Dengan mengklik “Saya menerima”Cookie dan pelacak lainnya ditempatkan dan Anda dapat melihat kontennya (informasi lebih lanjut).

Dengan mengklik “Saya menerima semua cookie”Anda menyetujui penyimpanan cookie dan pelacak lainnya untuk menyimpan data Anda di situs dan aplikasi kami untuk tujuan personalisasi dan periklanan.

Anda dapat membatalkan persetujuan Anda kapan saja dengan membaca kebijakan perlindungan data kami.
Kelola pilihan saya



“Saya mempercayainya sampai akhir”

Savoie dari Courchevel mulai berlari menuju tangga kejayaan. Dan sekarang saatnya memakai kembali alat ski Anda. Sebuah kesalahan kecil dengan kaki kirinya yang berakibat fatal. “Saya kehilangan dua detik, itu bagian dari olahraga dan lari cepat,” katanya. Emas itu lolos dari sarung tangannya yang basah kuyup. “Emily sangat kuat, dia membuat sedikit kesalahan, dan dia membuat kesalahan pada saat yang seharusnya tidak dilakukan,” kata “adik perempuannya” dari Haute-Savoie Margot Ravinel, kewalahan di final (6e).

“Saya mempercayainya sampai akhir,” kata pemain peringkat 1 dunia itu. Namun tidak mungkin untuk kembali – tanpa masalah – ke jalur alpine terakhir untuk juara downhill junior Prancis tahun 2015. Seperti pada Worlds terakhir di Morgins, Marianne Fatton dari Swiss kembali mencuri perhatian dalam situasi yang sama. “Dia selalu hadir di pertemuan besar.”

“Jelas saya berharap yang lebih baik”

Bahkan dengan ‘pisang’ di wajahnya, pemain peringkat 1 dunia itu tidak menyembunyikan sedikit pun kekecewaan. Dia mengincar emas. “Jelas saya mengharapkan yang lebih baik. Dengan kesalahan sekecil apa pun kami bisa terjatuh dari ketinggian,” dia berbicara melalui mikrofon, sebelum bertemu Léo Viret, pelatih The Blues, di kafetaria ruang pers. Matanya merah. Pelatih menghiburnya dengan kelembutan. “Ada banyak emosi yang terjadi, kegembiraan dan frustrasi,” sang teknisi setuju, yang memulihkan emosinya dari “hari yang menyenangkan” dengan dua medalinya, setelah dengan cepat menelan beberapa tortellini.

Emily Harrop harus mencerna dan menikmati hadiah Olimpiade pertama ini, dia yang pertama kali memimpikannya saat bermain ski menuruni bukit. “Saya senang dengan pola pikir saya hari ini.
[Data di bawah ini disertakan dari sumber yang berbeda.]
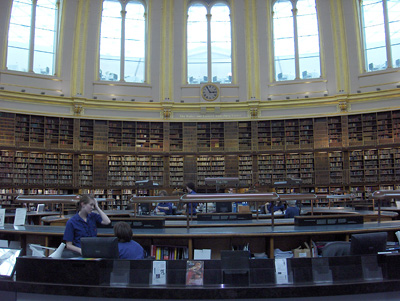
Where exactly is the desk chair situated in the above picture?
[322,241,350,257]
[221,251,250,286]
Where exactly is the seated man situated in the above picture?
[157,190,172,215]
[285,200,300,218]
[265,201,285,213]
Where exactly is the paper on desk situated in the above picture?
[0,209,6,227]
[151,260,167,285]
[275,258,289,284]
[14,208,26,226]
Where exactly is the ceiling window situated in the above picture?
[273,0,321,81]
[7,0,60,75]
[187,1,232,84]
[99,0,146,83]
[360,0,400,72]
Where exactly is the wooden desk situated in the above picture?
[302,207,398,222]
[0,221,400,259]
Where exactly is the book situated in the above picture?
[151,260,167,285]
[14,208,26,226]
[186,260,204,285]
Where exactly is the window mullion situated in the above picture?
[119,7,126,81]
[28,0,37,72]
[207,14,212,82]
[292,8,300,79]
[382,0,393,68]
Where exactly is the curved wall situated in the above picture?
[0,0,400,121]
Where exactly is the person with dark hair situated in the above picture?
[285,200,300,218]
[186,182,198,215]
[157,190,172,215]
[63,194,111,255]
[114,222,144,260]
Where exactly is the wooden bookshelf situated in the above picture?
[0,110,400,195]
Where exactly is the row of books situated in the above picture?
[150,245,189,260]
Saya bangga dengan perjalanan dan jalan yang telah saya ambil,” katanya, mengulangi mantra semua Blues di Bormio.

Perjalanan berlanjut Sabtu ini dengan tim berlari bersama Thibault Anselmet, sepuluh menit setelah berjemur. Duo ini memenangkan dua gelar dunia terakhir. “Kita harus melakukan sedikit balas dendam,” Savoy memperingatkan. Saya pikir itu akan sedikit menambah motivasi kami. Kita akan melihat jauh ke dalam diri kita sendiri. » Dan untuk tenaga ekstra, “pisang” tersebut akan tetap ada.